東京オリンピック 開催/中止を叫ぶ前に

二宮清純氏が五輪組織委に代わっておカネの問題を説明 加藤浩次「これで分かった」

東京オリンピックを中止にした場合にどれだけの損失が出るのか、具体的な金額がようやく出てきました。
これを見ると、もはややってもやらなくても損切りになることは間違いないようですが、一部有観客でやった場合と中止をした場合とで3兆円ほどの差があるということです。
さらにここにIOCからの賠償金が加われば、この差はより広がることになります。
まあ、だからと言って、やった方が良いと短絡的に言っているわけではありません。
それだけの金額的な損失と感染拡大によって失われるかもしれない命を比べて、それぞれがそれぞれの立場に固執して相手を黙らせることだけを目的にするのではなく、開かれた建設的な議論をするべきではないかと思うのです。
命とお金は替えられない。
それはそうです。
ただお金がなければ、生活することは出来ず、困窮の末に自殺者がまた増えるかもしれないというのも事実です。
しかも3兆円もの損失はそのまま国の借金となり、それを払うのは今中止を叫んでいる人たちの大半ではなく、これからの若い世代です。
中止という意見を言うこと自体は何も問題ないと思いますし、そういう意見ももっともだと思います。
そもそも当たり前のようにやることを前提にコロナ対策をしている政府のやり方にも多いに問題はありますしね。
ただ中止というからには、その損失に対して、漠然と未来に投げるのではなく、何をどうしてその穴埋めをするのかをちゃんと議論するべきだと思うのです。
非常事態だからしょうがないで済まして、やるにしてもやらないにしても後先考えずに感情論だけで押し切るのは危険です。
どちらにしても将来的に禍根を残し、さらなる社会分断を招くことは必至ですからね。

個人的にはどうしてもこのオリンピック開催中止論議は、自分も当事者である氷河期世代の話と重なってしまいます。
あの時もとにかく不況を乗り切らなきゃいけないの大号令で、結果的に負債を当時の若者たちに押しつけられることになりました。
こういう比較をすると、経済不況と世界的なパンデミックでは話が違うという批判が必ず出てくるでしょう。
確かに色々な意味で違うことは確かです。でも、ただ今だけを考えるのか、それても声なき未来のことも含めて考えるのか、その選択があるという事実は同じであるはずです。
政府は一方的に規定路線を押し切るだけでなく、まずあらゆる可能性に対するデータや状況を開示して、国民が考えるための材料を与えるべきだと思います。
また反対を叫ぶ人たちも、やらないことだけを前提にするのではなく、様々な未来に及ぼす可能性も含めて、何をどうすることがベストなのかを模索するべきだと思います。
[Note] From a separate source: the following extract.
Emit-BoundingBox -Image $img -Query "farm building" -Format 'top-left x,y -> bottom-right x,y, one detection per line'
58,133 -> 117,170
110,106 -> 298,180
双方が感情的にならずに、また権力に依らず、ポピュリズムに流れないよう、倫理感と現実的な合理性の枠組みの中でうまく議論し合い、歩み寄れるような仕組みが切望されますね。
ていうか、その仕組みをいかに作るのか、それこそが今世界中で危機にある民主主義を復活させることのキーになるような気がします。
今この状況の中でいかに話し合い、分断を生まずに世論や国際的な視線に対して納得が出来る答えを導き出すことが出来るか。
そこをうまくやってこそ今のこの分断する世界の中で希望を見せられると思うし、結果的にやってもやらなくても、もしかしたらそこを話し合えるかどうかを試すということが、オリンピックの存在意義なのかもしれませんね。